Учиться к нему — а это был первый иемото в семье Каяма — пришли заносчивые и любопытные жены японских купцов, так же как к нынешнему иемото приходят жены клерков и коммивояжеров. Каяма процветала до середины двадцатого века, как и несколько других школ, но после Второй мировой дела застопорились. Богатых японок, любящих искусство и располагающих временем, становилось все меньше.

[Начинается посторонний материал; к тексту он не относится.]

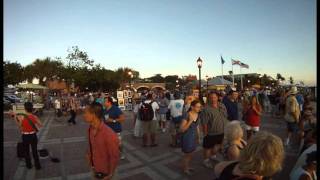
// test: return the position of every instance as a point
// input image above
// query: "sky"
(167, 37)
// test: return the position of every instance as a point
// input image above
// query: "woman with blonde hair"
(262, 157)
(234, 142)
(252, 119)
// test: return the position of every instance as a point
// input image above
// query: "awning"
(31, 86)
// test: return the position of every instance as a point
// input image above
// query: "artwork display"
(129, 94)
(125, 94)
(119, 94)
(121, 102)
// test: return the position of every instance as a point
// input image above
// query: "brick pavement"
(69, 144)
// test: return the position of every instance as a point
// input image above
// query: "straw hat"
(293, 90)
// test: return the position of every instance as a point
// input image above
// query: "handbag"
(32, 124)
(98, 175)
(20, 150)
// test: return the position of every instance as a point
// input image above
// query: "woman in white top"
(308, 171)
(137, 122)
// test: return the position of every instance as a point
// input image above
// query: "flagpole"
(241, 78)
(222, 69)
(232, 74)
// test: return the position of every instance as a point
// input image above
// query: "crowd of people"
(215, 123)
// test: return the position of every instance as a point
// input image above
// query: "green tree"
(43, 69)
(12, 72)
(291, 80)
(157, 79)
(77, 58)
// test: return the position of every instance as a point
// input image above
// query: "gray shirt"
(163, 104)
(214, 118)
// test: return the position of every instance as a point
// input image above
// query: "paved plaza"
(69, 144)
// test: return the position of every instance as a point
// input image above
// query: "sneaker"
(123, 157)
(191, 169)
(213, 158)
(207, 164)
(187, 172)
(287, 142)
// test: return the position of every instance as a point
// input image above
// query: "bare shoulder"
(220, 166)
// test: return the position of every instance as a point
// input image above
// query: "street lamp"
(207, 79)
(131, 76)
(199, 63)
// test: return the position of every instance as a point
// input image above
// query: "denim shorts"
(292, 127)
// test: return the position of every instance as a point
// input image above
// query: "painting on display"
(119, 94)
(121, 102)
(125, 94)
(129, 94)
(129, 107)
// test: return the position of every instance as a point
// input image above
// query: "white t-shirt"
(176, 107)
(155, 107)
(57, 104)
(302, 158)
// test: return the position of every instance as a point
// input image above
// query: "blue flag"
(222, 60)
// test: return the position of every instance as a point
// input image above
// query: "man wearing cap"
(292, 113)
(231, 104)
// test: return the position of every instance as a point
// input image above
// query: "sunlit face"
(88, 117)
(254, 100)
(235, 95)
(107, 103)
(214, 98)
(196, 108)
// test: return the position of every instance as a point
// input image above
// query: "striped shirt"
(214, 118)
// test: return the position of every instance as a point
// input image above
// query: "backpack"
(146, 111)
(20, 150)
(248, 177)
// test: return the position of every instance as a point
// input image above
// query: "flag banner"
(222, 60)
(244, 65)
(235, 62)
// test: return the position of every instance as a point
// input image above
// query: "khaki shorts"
(162, 117)
(120, 138)
(149, 126)
(173, 128)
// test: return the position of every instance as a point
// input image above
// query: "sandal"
(172, 145)
(187, 172)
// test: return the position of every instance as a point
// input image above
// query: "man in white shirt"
(57, 105)
(302, 158)
(149, 128)
(176, 109)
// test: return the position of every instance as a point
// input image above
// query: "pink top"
(105, 149)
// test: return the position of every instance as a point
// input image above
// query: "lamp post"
(131, 76)
(177, 84)
(199, 63)
(207, 79)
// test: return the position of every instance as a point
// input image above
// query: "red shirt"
(253, 119)
(105, 149)
(26, 127)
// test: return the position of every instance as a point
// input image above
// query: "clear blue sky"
(168, 36)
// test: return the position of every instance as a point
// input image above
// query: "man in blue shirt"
(231, 104)
(114, 118)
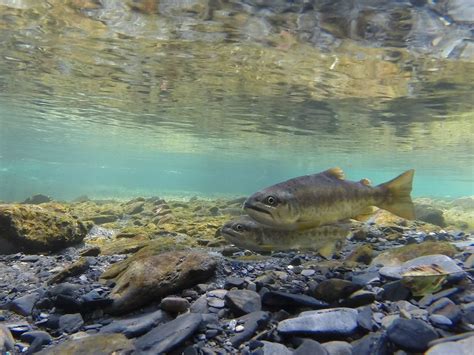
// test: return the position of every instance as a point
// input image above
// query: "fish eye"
(271, 200)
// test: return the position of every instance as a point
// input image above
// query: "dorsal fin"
(335, 173)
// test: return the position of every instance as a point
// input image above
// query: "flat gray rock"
(334, 321)
(460, 347)
(136, 326)
(168, 336)
(270, 348)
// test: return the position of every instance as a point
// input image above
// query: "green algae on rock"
(149, 276)
(35, 229)
(100, 344)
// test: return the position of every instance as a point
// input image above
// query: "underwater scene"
(237, 177)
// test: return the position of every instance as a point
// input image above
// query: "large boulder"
(147, 277)
(36, 229)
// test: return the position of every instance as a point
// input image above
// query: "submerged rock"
(398, 256)
(334, 321)
(411, 334)
(101, 344)
(169, 335)
(430, 214)
(144, 278)
(34, 229)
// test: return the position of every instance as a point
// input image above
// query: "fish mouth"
(256, 208)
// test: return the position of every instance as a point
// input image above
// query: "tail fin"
(398, 200)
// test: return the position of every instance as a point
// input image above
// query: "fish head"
(244, 233)
(274, 207)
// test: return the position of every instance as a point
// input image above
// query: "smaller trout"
(246, 233)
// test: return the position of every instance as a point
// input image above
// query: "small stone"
(24, 305)
(360, 298)
(83, 343)
(174, 304)
(252, 322)
(461, 347)
(334, 289)
(440, 321)
(133, 327)
(411, 334)
(215, 302)
(92, 251)
(373, 343)
(37, 339)
(394, 291)
(243, 301)
(338, 348)
(233, 281)
(308, 272)
(168, 336)
(334, 321)
(312, 347)
(270, 348)
(7, 342)
(290, 300)
(70, 323)
(364, 318)
(447, 308)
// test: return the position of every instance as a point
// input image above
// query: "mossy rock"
(36, 229)
(398, 256)
(100, 344)
(362, 254)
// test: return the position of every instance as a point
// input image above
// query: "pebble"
(459, 347)
(174, 304)
(309, 346)
(447, 308)
(411, 334)
(290, 300)
(24, 305)
(373, 343)
(70, 323)
(169, 335)
(135, 326)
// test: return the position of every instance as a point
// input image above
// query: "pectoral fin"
(337, 173)
(365, 214)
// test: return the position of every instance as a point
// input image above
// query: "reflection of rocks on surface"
(279, 302)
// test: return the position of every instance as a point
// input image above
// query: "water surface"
(120, 106)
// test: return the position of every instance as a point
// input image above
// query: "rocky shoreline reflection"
(151, 275)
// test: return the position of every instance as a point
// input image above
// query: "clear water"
(87, 109)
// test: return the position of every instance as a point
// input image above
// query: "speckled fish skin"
(324, 198)
(246, 233)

Иемото собрался с мыслями и пригласил в гости американку, жену генерала — полюбоваться икебаной и выпить хорошего чаю. Американка записалась в школу и привела стайку скучающих офицерских жен. Все пошло на лад. Каямская увядшая было икебана покрылась свежими бутонами, приободрилась, иемото принялся путешествовать по миру, и к концу шестидесятых — через сто лет после открытия — бетонное здание, где училась моя тетушка, стало тесным, вышло из моды и было разрушено, уступив клочок земли двум высоченным башням, блистающим чистыми стеклами.
Входя в школьный вестибюль, я первым делом видела гордость и почерк Каяма — загадочную инсталляцию из зазубренных осколков песчаника на белой стене. Потом можно было пройтись по саду камней, где искусные цветы кидали искусные взоры из искусных трещин, но в тот день у меня не было времени. Я вошла в кабину лифта, зеркальную, с отшлифованным до блеска гранитным полом, и медленно поплыла вверх, на свой четвертый этаж.
У входа в классную комнату красовались два высоких контейнера, полные цветов и листьев. Я уже знала, что могу выбрать охапку материала — крупных веток, которые создадут основу композиции, и охапку акцента — мелких цветов и веточек, которые будут создавать, разумеется, акцент.
Мне достались несколько вишневых веток, кажется, последних, и парочка белых астр — можно было приступать. Около дюжины женщин уже склонились над двумя длинными рабочими столами, среди них и тетушка Норие с ветками логановой ягоды, и ее лучшая подруга Ёрико Ивата — похожие как две капли воды, — стройные, холеные домашние хозяйки лет пятидесяти, которым не дашь и сорока.
Обе подстрижены как юные пажи, обе в габардиновых свободных брюках, шелковых блузах с подвернутыми рукавами, обнажающими идеальные предплечья без единого волоска. Зачем им обеим понадобилось брить руки — или что там они со своими руками делали? — а также рядиться в шелка, совсем не подходящие для здешней работы, этого мне было не понять. Другое дело — мой хлопковый свитер с короткими рукавами и джинсы-клёш. Джинсы были куплены в бутике для тинейджеров в районе Хараюку и не имели ни малейшего шанса понравиться моей тете Норие, несмотря на свой очаровательный глубокий черный колер.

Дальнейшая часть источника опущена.